Örneğin Japonya’da asgari ücret hem ulusal düzeyde hem de bölgesel belirlenmekte. Yaşam maliyetlerinin yüksek olduğu Tokyo gibi bölgelerde daha yüksek asgari ücret uygulanırken kırsal bölgelerde ücretler daha düşük. İskandinav ülkelerinde ise belirlenmiş bir asgari ücret bulunmuyor. Bunun yerine, asgari ücret toplu iş sözleşmeleriyle belirlenirken, işveren ve işçi sendikaları arasında yapılan anlaşmalar, sektöre ve işin niteliğine göre farklılık göstermekte.
İşimiz zor
Asgari ücretin başlıca avantajları çalışanların temel ihtiyaçlarını karşılayabilmesine olanak tanımak, gelir dağılımındaki eşitsizlikleri azaltmak ve çalışanları ağır ekonomik koşullara karşı korumak iken; işveren açısından iyi yönetilemez ve altından kalkılamaz maliyetlere ulaşması halindeyse işten çıkarmalara yol açabilmekte. Küçük işletmeleri ise ekonomik olarak zorlayabilmekte ve enflasyonun da yükselmesine neden olmakta. Her ne kadar gelir eşitsizliğini azaltmayı amaçlasa da uygulamadaki farklılıklar, ekonomik ve sosyal sonuçlarını da çeşitlendirmekte.
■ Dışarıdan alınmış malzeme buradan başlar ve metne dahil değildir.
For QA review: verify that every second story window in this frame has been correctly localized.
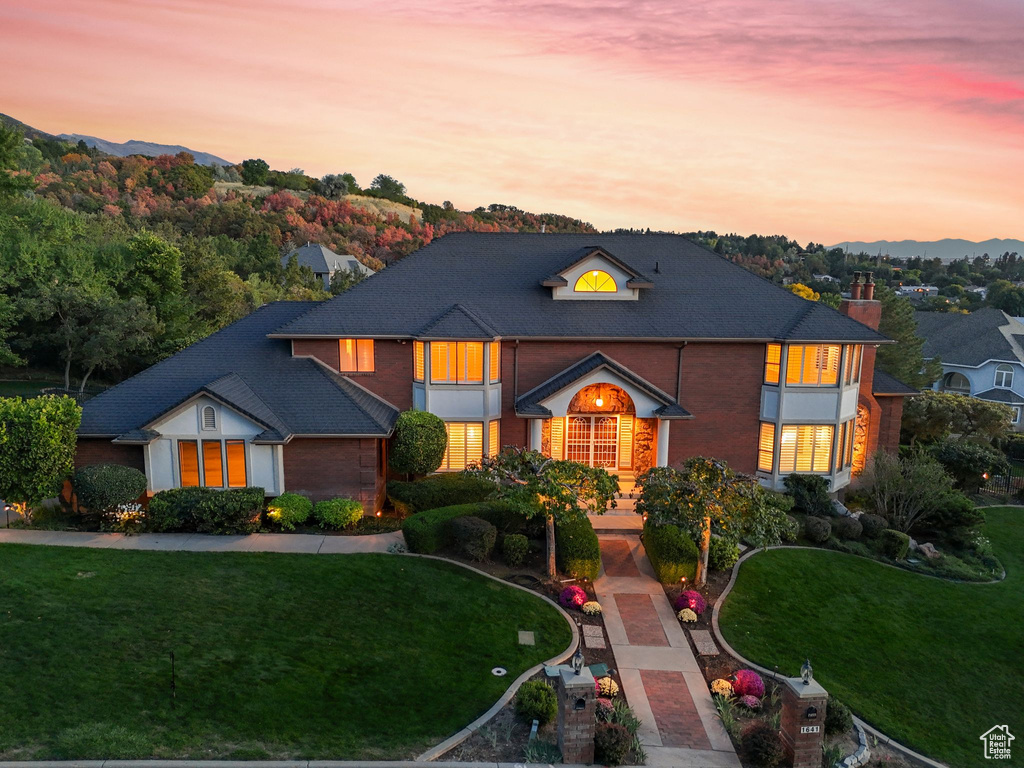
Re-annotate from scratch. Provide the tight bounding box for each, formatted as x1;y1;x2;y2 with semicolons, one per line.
338;339;374;374
785;344;842;387
430;341;483;384
995;364;1014;389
Ülkelerin ekonomik yapıları, refah seviyeleri ve sosyal politikaları bu konuda belirleyici olmakta.
Ülkemiz çalışanlarının neredeyse yüzde 50’si geçimini asgari ücretle, yani 17.002 TL ile sağlamaya çalışıyor. Öngörülen artış oranı ise yüzde 25 ile 35 arasında, yani 21.000 ile 23.000 aralığında bir yerlerde olacak. TÜİK’in enflasyon verileri, yeniden değerleme oranı, hedef enflasyon, daralan piyasalar. Öylesine zor bir süreç ki bu görüşmeler nasıl nihayete erecek kestirmesi zor. Sonuçta bir rakamda uzlaşılacak olsa da, daha şimdiden alanın da verenin de mutlu olmayacağını görür gibiyim. Sabırla 2025’i de atlatırsak parlak bir 2026 yılının bizi bekleyeceğini ancak zor bir 2025’in bizi beklediğini söylersem, pek de abartmış olmam.